Despite the raw emotionality of the event – “it was not a comfortable discussion,” admits Rolfe candidly – he describes it as one of his favourite of the hundreds and hundreds of talks he has led throughout his career in hospitality and public speaking. “To get it all out in the open was a huge relief of pressure, I think.”
How can chefs and restaurateurs lead from the front?
Taking care of others requires first taking care of oneself, and it also requires blazing a trail for the generation to come.
“Before, our industry used to normalize food, booze, drugs. Now, there’s this want from the chefs and the future leaders to change things,” continues Rolfe. “The current and next generation’s path doesn’t have to be the path walked over the last 30 years. The actions can be different, the conversations can be different.”
Above all, the immediate step that needs to be taken may sound overly simplified, but it is a necessity that can make the world of difference: take the time to focus on your team’s wellness.
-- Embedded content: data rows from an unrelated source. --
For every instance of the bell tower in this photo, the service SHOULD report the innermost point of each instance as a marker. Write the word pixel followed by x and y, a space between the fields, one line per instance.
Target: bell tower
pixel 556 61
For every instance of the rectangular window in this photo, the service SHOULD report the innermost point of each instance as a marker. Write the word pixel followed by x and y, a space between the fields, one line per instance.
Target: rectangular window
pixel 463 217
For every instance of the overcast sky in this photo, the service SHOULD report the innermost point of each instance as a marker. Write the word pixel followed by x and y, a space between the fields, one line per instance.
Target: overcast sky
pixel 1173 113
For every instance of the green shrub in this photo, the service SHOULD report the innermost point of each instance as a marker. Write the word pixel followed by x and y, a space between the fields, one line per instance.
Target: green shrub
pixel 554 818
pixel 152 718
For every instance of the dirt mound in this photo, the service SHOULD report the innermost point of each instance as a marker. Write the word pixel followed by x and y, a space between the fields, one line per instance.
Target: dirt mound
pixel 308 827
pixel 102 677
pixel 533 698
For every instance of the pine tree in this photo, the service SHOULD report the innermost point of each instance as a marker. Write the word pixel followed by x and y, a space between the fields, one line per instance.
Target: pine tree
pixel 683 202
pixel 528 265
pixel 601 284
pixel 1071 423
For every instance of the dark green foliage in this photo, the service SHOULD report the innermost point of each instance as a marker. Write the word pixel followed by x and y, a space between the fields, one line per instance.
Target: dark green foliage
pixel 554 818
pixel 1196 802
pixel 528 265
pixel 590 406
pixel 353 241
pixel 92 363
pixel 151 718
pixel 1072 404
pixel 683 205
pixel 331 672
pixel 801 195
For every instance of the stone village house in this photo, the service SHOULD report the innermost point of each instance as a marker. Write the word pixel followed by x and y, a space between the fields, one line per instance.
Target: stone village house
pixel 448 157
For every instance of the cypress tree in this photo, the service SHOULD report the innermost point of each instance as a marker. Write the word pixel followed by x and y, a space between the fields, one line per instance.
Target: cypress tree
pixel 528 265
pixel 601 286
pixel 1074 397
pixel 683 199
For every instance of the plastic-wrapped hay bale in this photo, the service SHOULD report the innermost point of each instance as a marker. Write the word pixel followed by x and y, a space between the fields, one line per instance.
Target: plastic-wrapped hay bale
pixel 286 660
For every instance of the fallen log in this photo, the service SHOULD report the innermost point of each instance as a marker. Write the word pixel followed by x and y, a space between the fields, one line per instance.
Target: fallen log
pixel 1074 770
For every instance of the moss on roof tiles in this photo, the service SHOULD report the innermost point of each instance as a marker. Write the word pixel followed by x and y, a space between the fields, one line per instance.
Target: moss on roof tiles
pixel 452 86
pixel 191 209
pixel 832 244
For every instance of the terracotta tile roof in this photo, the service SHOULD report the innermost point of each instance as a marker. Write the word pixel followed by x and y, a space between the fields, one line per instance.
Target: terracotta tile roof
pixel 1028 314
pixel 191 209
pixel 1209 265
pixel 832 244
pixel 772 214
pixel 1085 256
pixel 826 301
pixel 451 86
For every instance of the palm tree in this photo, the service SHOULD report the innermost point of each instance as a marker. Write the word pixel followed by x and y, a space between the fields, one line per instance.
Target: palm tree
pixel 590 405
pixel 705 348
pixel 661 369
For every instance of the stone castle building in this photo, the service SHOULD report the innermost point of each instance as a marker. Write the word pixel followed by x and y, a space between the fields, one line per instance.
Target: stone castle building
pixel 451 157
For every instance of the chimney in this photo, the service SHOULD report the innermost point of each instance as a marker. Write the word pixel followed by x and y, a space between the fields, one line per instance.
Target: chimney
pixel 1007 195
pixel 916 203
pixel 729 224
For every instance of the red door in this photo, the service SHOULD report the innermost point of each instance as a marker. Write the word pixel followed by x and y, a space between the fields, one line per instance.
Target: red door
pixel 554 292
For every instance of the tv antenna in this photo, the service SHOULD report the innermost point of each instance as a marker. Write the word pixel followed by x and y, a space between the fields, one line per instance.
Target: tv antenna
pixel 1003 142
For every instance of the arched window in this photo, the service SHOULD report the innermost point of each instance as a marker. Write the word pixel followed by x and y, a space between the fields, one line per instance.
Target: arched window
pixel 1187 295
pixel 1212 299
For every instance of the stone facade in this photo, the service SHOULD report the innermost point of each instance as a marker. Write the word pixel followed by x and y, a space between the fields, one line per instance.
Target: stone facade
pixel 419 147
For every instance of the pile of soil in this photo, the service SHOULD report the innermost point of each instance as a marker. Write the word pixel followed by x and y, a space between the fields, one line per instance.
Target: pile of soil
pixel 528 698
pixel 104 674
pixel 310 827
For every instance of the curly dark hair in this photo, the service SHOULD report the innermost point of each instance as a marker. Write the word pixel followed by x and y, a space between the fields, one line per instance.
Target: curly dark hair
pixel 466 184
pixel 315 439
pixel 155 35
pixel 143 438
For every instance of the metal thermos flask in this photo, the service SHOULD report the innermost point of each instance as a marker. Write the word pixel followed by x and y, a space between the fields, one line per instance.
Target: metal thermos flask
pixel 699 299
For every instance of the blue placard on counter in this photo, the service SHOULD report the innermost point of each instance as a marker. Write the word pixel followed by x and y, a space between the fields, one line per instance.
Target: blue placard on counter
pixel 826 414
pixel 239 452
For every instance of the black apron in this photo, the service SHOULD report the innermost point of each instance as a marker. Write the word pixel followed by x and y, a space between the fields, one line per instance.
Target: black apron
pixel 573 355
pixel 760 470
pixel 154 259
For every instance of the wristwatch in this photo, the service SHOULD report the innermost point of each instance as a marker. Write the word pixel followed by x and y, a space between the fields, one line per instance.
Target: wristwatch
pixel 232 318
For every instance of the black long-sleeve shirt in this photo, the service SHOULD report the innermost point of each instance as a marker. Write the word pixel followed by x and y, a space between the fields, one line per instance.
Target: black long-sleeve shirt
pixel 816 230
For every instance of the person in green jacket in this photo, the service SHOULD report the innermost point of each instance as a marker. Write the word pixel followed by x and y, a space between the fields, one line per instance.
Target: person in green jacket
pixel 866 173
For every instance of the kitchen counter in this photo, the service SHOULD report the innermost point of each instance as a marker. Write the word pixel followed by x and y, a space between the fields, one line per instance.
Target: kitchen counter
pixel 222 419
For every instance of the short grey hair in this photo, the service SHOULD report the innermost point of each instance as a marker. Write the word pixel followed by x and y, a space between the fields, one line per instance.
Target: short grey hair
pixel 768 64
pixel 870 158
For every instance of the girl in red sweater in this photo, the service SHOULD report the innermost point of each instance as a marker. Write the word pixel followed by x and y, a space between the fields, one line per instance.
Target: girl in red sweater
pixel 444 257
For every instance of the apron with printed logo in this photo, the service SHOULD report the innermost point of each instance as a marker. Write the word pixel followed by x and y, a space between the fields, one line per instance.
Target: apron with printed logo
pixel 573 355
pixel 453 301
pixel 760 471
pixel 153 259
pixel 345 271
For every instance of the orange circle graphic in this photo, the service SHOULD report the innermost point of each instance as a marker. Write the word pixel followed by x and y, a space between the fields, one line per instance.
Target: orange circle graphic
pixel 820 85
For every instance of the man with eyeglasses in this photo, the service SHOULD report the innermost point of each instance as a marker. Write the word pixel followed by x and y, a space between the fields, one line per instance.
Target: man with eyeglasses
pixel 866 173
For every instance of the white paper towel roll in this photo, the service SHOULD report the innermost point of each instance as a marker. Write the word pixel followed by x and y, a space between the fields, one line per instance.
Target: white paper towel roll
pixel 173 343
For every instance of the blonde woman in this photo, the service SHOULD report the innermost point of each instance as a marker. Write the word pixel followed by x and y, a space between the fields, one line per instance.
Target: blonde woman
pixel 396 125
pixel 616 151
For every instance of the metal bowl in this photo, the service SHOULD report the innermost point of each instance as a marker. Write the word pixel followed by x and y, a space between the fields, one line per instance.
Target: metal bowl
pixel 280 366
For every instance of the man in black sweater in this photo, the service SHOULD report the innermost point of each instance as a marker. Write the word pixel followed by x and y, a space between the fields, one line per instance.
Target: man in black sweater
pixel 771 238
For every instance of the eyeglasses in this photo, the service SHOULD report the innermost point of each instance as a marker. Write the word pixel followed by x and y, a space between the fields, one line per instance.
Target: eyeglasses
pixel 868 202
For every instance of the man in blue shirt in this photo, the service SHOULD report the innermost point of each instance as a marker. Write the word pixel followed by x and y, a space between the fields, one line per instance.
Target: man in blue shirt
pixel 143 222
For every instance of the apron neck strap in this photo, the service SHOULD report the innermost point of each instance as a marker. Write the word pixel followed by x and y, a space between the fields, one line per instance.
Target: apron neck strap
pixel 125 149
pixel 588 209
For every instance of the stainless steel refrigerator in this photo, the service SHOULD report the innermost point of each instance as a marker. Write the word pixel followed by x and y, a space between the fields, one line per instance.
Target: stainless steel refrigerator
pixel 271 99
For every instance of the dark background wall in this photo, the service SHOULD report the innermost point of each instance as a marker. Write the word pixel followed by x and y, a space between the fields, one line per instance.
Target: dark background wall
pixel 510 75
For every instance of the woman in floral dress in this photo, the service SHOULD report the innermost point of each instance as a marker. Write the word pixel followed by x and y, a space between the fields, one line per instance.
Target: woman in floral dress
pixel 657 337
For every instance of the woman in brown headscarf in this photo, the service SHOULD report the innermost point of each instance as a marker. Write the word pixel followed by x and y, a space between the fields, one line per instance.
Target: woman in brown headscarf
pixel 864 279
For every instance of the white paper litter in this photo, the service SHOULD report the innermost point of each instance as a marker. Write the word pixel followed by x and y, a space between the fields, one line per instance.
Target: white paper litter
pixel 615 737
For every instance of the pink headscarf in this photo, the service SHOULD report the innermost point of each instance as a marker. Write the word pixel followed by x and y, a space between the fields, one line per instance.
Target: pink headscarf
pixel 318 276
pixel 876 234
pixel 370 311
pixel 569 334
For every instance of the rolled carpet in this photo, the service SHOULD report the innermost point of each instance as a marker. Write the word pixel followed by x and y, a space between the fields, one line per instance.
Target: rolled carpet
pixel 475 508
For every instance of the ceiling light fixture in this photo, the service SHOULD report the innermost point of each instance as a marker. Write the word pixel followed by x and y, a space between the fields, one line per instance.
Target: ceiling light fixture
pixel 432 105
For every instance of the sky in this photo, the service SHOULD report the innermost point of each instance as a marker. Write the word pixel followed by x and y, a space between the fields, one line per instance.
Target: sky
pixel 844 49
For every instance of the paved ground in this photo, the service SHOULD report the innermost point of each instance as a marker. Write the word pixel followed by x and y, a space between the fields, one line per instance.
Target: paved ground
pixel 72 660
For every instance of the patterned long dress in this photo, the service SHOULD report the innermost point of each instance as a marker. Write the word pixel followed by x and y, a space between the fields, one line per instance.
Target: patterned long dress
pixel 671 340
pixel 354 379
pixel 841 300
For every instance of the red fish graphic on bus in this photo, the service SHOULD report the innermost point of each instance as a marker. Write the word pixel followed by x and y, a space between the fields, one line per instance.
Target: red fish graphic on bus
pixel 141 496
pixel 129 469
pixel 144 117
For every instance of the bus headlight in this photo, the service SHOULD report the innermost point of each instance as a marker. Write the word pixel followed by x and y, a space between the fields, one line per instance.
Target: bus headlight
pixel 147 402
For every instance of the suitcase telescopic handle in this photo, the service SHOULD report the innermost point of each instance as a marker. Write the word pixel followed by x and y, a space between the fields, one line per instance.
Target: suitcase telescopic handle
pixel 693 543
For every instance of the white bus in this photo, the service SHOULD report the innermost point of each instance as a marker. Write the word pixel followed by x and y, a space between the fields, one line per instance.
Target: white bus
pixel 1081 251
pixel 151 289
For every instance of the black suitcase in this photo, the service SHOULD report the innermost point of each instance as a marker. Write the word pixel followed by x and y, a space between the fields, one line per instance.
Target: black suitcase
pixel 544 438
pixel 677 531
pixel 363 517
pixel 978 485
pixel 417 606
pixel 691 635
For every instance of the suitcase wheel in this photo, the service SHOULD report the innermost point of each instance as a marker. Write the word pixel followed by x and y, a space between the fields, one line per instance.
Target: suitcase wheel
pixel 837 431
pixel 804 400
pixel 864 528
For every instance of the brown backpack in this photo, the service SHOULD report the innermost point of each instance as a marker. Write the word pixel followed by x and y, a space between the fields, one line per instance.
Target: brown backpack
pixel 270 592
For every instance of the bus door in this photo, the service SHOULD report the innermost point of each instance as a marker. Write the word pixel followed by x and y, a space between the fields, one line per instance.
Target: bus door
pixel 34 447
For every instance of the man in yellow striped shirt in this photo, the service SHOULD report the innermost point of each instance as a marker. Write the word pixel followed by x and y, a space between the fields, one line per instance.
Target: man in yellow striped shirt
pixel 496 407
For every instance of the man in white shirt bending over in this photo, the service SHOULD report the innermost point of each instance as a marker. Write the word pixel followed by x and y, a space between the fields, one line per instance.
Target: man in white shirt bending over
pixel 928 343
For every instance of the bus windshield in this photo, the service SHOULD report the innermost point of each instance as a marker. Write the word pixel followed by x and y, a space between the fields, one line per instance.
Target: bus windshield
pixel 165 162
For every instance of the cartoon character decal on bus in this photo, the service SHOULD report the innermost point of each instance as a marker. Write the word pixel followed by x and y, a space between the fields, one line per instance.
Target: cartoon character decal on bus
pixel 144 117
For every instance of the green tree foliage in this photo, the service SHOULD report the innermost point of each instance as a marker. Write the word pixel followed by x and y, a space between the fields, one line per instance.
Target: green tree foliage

“We’re not talking about having a tactical management meeting or a performance review; this is about taking the time for connection and conversations with our people in a fashion that allows them to be heard,” concludes Rolfe. “If we create space for genuine conversations, our employees will be able to understand their environment and the supports that are available to them and we as leaders will be able to understand our teams’ wants and needs.
“The key to success is making a commitment to your people, staying consistent, and, crucially, having a feedback loop. Employees aren’t looking to you to solve all their wellness problems, but what they do want is space to be heard and support in being directed to areas where they can get their own support. They want time and they want to be heard. Not time talking about how evening service went or what went right or wrong. Stay consistent and stay supportive and you’ll see the benefit and the shift in culture and wellness.”